Types of Data
How I think about types of data.
Batch Data
Single Entities
Sets of Data
Streaming Data
Streaming Data is a never ending flow of data. Some examples include Twitter tweets, hospital bed telemetry data, subway ticket scans, etc. I like to further categorize data seen as these:
Application Logs
Intra-application Messages
Inter-application Messages
Business Events
Application Logs
In this scenario, your application is writing logs so engineers can see what's going on and troubleshoot technical issues.
This data is meant for you and only you. It's not meant for business folks to use so avoid providing it for analytical purposes.
Ensure you log discrete data, avoid logging sensitive data, and use appropriate logging levels.
Educate others on how to find your application's logs and what IDs can tie logs across applications.
Intra-application Messages
In this scenario, your application has separate components that communicate with one another.
This data is meant for you and only you. It's not meant for business folks to use so avoid providing it for analytical purposes.
Inter-application Messages
In this scenario, your application submits data to another application you do not control.

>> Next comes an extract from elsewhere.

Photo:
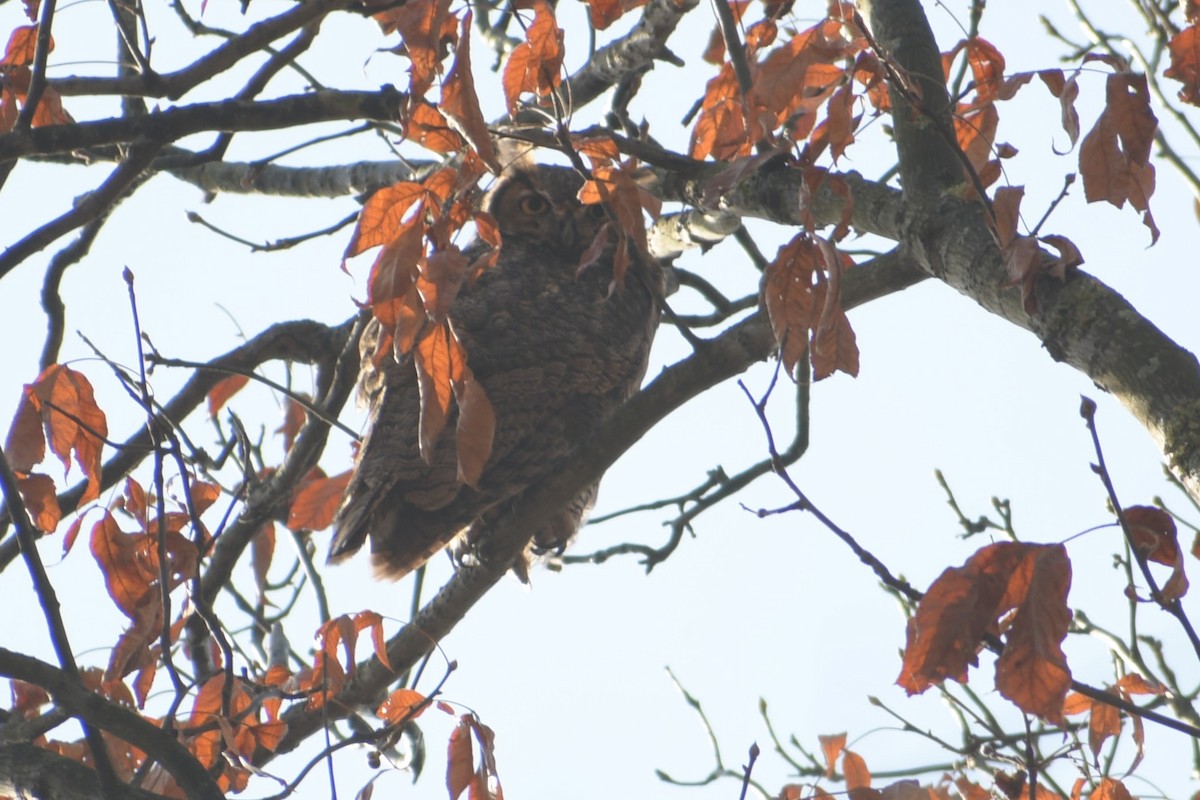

This data is meant for the receiving system only. It's not meant for business folks to use so avoid providing it for analytical purposes.
Business Events
In this scenario, applications fire true fire-and-forget business events meant for others to consume, including subscribers responsible for populating the analytical data store.
Example events might include Order Placed, New Customer Registration, Promo Code Used, and so on. The data format is crafted specifically for others to consume.
Avoid making breaking changes to your events and if a breaking change is needed, version your event. Plus, give folks time to move to the newer version (i.e. publish both versions for some time).